A Calusa, ville imaginaire de Floride, il y a un viaduc. Sous ce viaduc, tous les condamnés sexuels vivent, livrés à eux-mêmes. C’est le seul endroit assez éloignés des écoles et autres parcs où ils peuvent vivre. C’est ainsi que nous rencontrons Le Kid, jeune délinquant sexuel, condamné à porter un bracelet électronique pour 10 ans. Néanmoins, tous ne sont pas des criminels. C’est ainsi que nous découvrons que Le Kid a été un laissé-pour-compte toute sa vie : père absent, rejeté de l’armée, prostitution de sa mère. Son seul compagnon est Iggy, un iguane. A l’heure de la pornographie de masse sur Internet, certains ne sont que des victimes du système. Puis apparaît Le Professeur, un enseignant en université, aussi massif qu’intelligent. Il va s’intéresser au cas du Kid et des autres délaissés vivant sous le viaduc. Peu à peu, un lien ambigu va se tisser entre les personnages. Et, au fil des pages, nous découvrirons que chacun traîne sa part d’ombre, sa honte et ses mystères.
Bien plus qu’un roman, ce livre est une analyse sur la société américaine actuelle, son évolution depuis la prise prépondérante des réseaux sociaux et d’Internet dans notre quotidien, de la condition des marginaux dans ce pays. C’est pourquoi Le Kid est un personnage très attachant : il a cédé à la tentation sur Internet, accédant à des tchats douteux, accro à la pornographie en libre accès. Un peu à la manière d’Eve, il a croqué dans la pomme et s’est fait piéger par Le Serpent (ici, Internet). Au contact du Professeur et à l’aide de ce bracelet métallique froid à sa cheville, il comprendra son erreur. Il ne lui restera plus que l’amertume de ses choix et ses regrets.

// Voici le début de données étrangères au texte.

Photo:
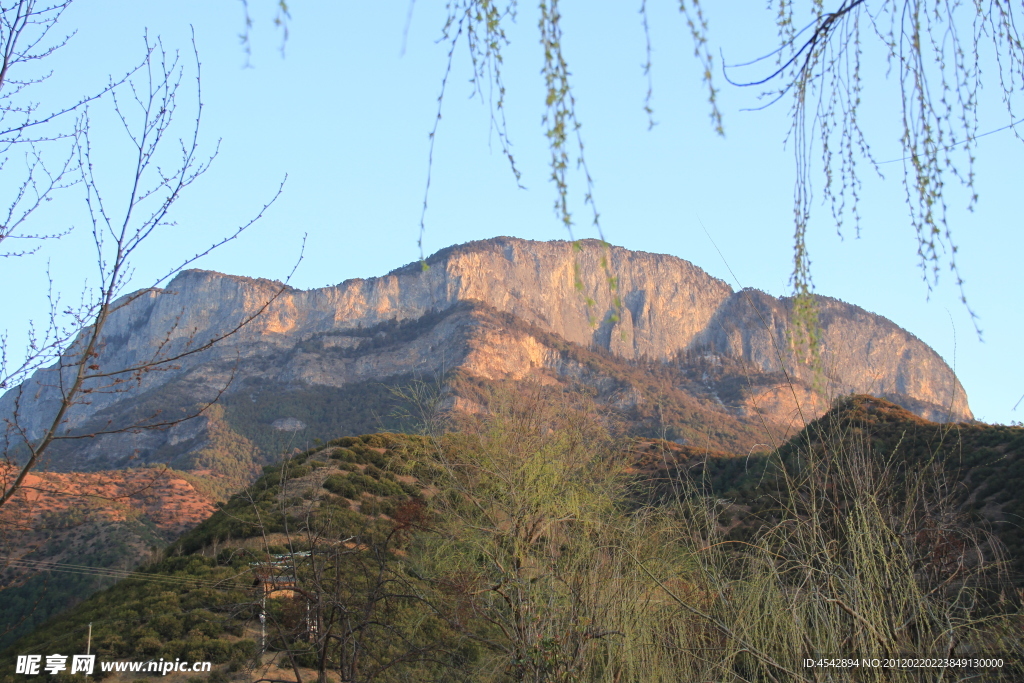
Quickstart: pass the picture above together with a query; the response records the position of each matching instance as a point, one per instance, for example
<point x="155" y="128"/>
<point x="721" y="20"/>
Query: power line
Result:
<point x="950" y="146"/>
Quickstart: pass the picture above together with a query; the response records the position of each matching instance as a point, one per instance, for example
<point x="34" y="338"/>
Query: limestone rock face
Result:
<point x="634" y="306"/>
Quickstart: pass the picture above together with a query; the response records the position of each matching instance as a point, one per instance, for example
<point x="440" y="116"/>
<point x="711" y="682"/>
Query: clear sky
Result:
<point x="345" y="114"/>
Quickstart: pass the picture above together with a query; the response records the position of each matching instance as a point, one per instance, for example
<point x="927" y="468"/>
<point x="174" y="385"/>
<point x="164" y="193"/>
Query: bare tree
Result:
<point x="122" y="215"/>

Néanmoins, nous n’entendrons pas la plainte du Kid sur son propre sort. En effet, il est plutôt obnubilé pour s’en sortir, livré à lui-même. Seul le Professeur s’intéresse à eux pour les aider.
Il faut leur redonner la responsabilité de quelque chose. D’un truc où ils ne vont pas échouer. Comme ça, ils auront assez de confiance en eux pour ne pas redouter d’être rejetés…
Outre un roman profond s’intéressant à une société, c’est également un excellent moment de détente. Russell Banks a un style d’écriture très fluide, les pages défilent sans même que l’on s’en rende compte. Des moments cocasses, des personnages complexes, les aléas de la vie : en tous points, ce roman est une petite merveille. Une belle découverte.